Era membrança der eveniment

Eth passatge de Bernadeta per Auloron qu’esté conegut d’unsquandes, i transmetut oraument dinc ara mieitat deth sègle vintau per un o aute qui ns’at digó. Mercés ara documentacion deth Servici deths Archius deths Santuaris de Lorda, aquesta hèita qu’ei poduda estar autentificada.

 

Ua gojata de noste

Les dialogues qui eurent lieu entre Bernadette et la « vision » se déroulèrent en « patois » de Lourdes, la seule langue connue de Bernadette, nous dit l’abbé Laurentin. La « vision » fut d’abord désignée par « aquerò », terme gascon sur lequel il fut beaucoup épilogué, alors qu’il s’agit du pronom démonstratif neutre, connu de tout locuteur gascon.

La méconnaissance du français causa à Bernadette bien des désagréments, des suspicions, allant jusqu’à faire dire au curé Peyramale : « Tu me trompes. Je vois viens que tu ne vois rien. La Sainte Vierge ne sait pas parler patois, on ne connaît pas cette langue au ciel. »

Bernadette était la fille aînée d’une famille pauvre. Elle n’alla pas à l’école. Elle récitait le chapelet. Elle était déjà sur le chemin de la sainteté et beaucoup se sont reconnus en elle.

Si Bernadette dut apprendre aussi le français pour s’entretenir avec tous ceux qui souhaitaient obtenir des explications sur son comportement à la grotte, elle n’en resta pas moins bigourdane, imprégnée de la langue gasconne.

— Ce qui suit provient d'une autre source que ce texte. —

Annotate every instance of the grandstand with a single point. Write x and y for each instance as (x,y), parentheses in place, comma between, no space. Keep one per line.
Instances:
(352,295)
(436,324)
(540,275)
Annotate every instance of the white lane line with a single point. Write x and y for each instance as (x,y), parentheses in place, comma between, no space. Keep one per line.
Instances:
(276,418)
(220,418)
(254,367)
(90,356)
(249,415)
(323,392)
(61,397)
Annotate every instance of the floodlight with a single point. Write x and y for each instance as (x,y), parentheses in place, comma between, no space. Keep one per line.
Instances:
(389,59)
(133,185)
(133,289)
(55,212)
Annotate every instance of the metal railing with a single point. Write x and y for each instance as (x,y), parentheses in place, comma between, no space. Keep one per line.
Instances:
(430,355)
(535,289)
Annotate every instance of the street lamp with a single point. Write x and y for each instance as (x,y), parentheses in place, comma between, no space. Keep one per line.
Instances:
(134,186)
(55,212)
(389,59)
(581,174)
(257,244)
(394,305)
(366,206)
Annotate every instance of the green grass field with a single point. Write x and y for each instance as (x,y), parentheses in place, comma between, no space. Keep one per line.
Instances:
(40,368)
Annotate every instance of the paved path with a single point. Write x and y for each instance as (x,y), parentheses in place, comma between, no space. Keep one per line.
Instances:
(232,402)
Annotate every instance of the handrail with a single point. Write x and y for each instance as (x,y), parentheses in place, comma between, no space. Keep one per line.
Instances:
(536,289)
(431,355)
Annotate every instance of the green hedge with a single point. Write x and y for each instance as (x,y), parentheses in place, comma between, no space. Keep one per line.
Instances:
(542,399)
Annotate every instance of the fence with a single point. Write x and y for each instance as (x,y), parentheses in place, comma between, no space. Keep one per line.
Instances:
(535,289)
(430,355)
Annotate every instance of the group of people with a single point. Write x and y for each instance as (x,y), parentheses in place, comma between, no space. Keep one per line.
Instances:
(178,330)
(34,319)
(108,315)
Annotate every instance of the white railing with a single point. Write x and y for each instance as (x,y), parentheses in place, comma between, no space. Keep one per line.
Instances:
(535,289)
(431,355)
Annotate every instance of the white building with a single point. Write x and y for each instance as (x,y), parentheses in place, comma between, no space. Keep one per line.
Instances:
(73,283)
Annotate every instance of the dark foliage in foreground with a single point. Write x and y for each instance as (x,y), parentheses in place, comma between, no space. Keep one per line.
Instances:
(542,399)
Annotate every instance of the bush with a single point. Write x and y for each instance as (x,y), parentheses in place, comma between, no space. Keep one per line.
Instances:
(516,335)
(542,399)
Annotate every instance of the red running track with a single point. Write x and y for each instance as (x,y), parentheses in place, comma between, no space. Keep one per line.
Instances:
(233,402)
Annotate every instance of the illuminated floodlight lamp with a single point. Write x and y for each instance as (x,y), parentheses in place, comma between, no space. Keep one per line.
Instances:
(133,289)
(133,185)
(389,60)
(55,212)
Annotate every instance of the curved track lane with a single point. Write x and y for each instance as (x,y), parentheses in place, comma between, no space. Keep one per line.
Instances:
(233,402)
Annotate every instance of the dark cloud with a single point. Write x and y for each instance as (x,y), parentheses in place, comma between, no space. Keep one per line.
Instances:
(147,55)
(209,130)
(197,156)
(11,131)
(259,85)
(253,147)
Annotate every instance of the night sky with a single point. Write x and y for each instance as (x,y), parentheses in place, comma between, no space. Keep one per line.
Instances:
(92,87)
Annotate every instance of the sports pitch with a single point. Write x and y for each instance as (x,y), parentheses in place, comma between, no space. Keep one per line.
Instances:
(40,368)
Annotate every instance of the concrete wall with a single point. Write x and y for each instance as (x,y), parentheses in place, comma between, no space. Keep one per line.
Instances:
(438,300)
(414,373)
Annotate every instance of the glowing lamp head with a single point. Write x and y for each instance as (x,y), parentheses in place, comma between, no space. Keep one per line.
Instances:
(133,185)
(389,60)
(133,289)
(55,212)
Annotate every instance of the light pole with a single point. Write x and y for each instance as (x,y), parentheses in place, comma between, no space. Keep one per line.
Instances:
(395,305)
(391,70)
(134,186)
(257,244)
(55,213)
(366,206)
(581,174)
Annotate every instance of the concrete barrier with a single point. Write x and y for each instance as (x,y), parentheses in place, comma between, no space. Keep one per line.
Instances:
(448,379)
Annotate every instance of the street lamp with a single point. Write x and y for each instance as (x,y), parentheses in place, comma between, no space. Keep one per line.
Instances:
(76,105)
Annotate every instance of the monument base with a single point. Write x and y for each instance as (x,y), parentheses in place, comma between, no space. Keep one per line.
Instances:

A Nevers, le 8 juillet 1866, devant 300 religieuses, elle commença le récit des apparitions, « d’abord en patois par réflexe de protection, puis en français… ». « Elle savait aussi rire, taquiner, et même chanter des morceaux en patois pyrénéen. » (Abbé Laurentin).

 

Lourdes nous oblige à regarder les plus pauvres, les exclus comme Dieu les voit : ils sont prioritaires dans le Royaume de Dieu.

« Vous, la Reine du Ciel et de la Terre, vous avez bien voulu vous servir de ce qu’il y a de plus humble selon le monde. » Bernadette, Journal dédié à la Reine du ciel, 1866.